Stillwater Community United and partners announced the free event includes performances by The Hebrew Messengers, Reese Da’ Prophet Brown, Mt. Zion Praise Team and Youth Step Dance Group. There will also be games with prizes, bounce houses for children, and free food and drinks available for attendees to enjoy.
The planning committee meets regularly to organize the annual celebration and to plan other important initiatives to encourage honest dialogue, unity and healing.
“Juneteenth is an observable celebration to the end of slavery, and in Stillwater, is also a declaration of our commitment to equity and a unified community,” said Stillwater Police Chief Jeff Watts. “We invite all residents to join the celebration, embrace dialogues for greater change and continuous efforts of unity.”
In 2021, Juneteenth, June 19, became a national holiday to celebrate freedom from slavery and is a significant milestone in American culture. Events nationwide are a celebration of strength, resistance and unwavering resilience.
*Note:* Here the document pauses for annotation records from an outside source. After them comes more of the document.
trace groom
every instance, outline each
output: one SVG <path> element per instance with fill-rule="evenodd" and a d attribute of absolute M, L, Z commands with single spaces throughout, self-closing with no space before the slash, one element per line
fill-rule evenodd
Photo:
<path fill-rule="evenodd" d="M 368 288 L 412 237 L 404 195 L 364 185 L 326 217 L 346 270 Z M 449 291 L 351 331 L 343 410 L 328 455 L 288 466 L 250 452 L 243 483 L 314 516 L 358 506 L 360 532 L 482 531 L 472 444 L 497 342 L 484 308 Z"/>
“The racial history of our country is tragic and unimaginable, it’s also factual and should not be forgotten. In order to be a more united, healed and healthier community today, we must increase awareness of racial injustices then and now,” Stillwater Mayor Will Joyce said.
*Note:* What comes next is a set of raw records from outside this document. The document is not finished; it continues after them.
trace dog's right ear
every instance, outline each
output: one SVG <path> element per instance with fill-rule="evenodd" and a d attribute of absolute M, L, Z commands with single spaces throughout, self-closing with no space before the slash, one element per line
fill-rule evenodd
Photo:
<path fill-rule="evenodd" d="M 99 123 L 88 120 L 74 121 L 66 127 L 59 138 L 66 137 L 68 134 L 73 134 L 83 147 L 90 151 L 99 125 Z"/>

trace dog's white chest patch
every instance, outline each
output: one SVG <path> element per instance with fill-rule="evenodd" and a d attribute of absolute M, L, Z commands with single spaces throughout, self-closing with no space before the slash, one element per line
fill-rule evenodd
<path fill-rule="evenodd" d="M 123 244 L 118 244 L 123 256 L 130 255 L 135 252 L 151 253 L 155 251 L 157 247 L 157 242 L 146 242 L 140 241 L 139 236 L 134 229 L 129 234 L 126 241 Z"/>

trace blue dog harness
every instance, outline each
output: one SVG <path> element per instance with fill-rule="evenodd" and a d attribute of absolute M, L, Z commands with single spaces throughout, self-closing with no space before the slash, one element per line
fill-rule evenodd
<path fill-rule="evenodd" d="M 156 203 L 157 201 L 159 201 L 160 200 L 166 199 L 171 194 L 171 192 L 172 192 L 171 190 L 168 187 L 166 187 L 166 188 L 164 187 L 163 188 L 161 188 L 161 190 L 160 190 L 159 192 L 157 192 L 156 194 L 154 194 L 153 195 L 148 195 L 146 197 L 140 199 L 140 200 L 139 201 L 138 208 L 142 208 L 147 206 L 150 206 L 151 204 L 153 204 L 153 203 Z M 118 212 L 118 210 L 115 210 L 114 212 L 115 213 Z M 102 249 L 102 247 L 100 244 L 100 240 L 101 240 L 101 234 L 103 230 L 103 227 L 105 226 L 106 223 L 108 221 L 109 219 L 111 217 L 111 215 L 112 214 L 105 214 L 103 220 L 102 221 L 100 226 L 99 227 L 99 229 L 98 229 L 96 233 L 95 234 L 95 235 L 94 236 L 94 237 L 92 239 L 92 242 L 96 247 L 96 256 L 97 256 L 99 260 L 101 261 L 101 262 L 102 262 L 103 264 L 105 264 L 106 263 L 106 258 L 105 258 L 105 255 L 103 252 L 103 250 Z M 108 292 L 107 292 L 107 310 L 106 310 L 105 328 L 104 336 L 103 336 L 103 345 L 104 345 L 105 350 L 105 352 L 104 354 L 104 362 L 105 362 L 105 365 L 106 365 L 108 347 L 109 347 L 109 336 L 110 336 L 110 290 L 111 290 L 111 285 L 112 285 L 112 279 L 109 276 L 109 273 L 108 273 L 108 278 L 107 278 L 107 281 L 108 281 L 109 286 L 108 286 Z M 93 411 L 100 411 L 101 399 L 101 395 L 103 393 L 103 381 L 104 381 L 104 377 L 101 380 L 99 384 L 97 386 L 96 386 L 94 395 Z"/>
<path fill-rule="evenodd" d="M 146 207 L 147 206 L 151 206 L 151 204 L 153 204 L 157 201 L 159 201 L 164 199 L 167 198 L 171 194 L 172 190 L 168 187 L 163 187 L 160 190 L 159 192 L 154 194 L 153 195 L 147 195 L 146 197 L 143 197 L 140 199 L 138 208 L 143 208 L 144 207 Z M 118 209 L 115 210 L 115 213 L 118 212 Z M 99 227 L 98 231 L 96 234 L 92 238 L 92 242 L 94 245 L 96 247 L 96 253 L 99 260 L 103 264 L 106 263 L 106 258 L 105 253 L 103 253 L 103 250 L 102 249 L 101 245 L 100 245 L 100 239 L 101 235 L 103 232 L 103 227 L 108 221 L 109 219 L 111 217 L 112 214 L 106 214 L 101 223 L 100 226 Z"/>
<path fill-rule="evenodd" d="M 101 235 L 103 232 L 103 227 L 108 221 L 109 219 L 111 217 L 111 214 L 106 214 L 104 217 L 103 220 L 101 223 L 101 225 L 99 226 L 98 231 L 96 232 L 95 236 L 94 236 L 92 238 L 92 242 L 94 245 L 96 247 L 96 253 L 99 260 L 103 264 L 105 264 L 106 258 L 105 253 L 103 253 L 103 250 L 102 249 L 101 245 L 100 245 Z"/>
Due to the national holiday falling on a Sunday, the community celebration is planned for Saturday. In recognition of the holiday, city, state and federal organizations and institutions are closed for business on Monday, June 20, including Oklahoma State University. The City of Stillwater will be closed on Monday with trash and recycling services operating as usual.
Dr. Doug Hallenbeck, OSU vice president for student affairs and Stillwater Community United member, said he is happy to see the university closed in commemoration of the holiday and hopes students, faculty and staff will engage with the broader Stillwater community in celebration on Saturday.
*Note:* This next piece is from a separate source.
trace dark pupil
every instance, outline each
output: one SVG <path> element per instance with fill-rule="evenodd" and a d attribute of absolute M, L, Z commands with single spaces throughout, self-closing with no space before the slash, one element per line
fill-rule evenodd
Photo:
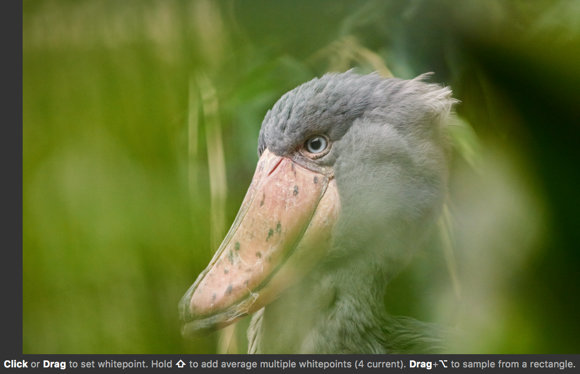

“Juneteenth is a time of celebration and introspection,” Hallenbeck said. “I look forward to joining with the community in recognition of this important holiday and continuing to work to foster an inclusive, welcoming community, both on and off campus.” he said.
Travis Hartfield, OSU coordinator of African American affairs, said he is anticipating a thought-provoking event Saturday and is delighted that the Stillwater community is coming together to celebrate Juneteenth.
“We must celebrate moments in history like Juneteenth and look at them from different perspectives to become better aware, better educated and more equipped to ensure history doesn't repeat itself,” he said. "The struggles of pursuing freedom should not be topics that elicit fear. Awareness and effective education are essential tools in the ongoing pursuit of absolute equality.”
Juneteenth is the oldest nationally celebrated commemoration to the end of slavery in the United States dating back to June 19, 1865, when General Gordon Granger delivered news in Texas that the Civil War ended and the enslaved were now free. Texas was the last state to hear the news of the Emancipation Proclamation.
The end of slavery did not occur overnight in all states and territories until the ratification of the 13th Amendment to the United States Constitution on December 6, 1865.
The event will be moved to the Stillwater Community Center Lowry Activity Center on Duck St. and 9th if needed due to rainfall or inclement weather.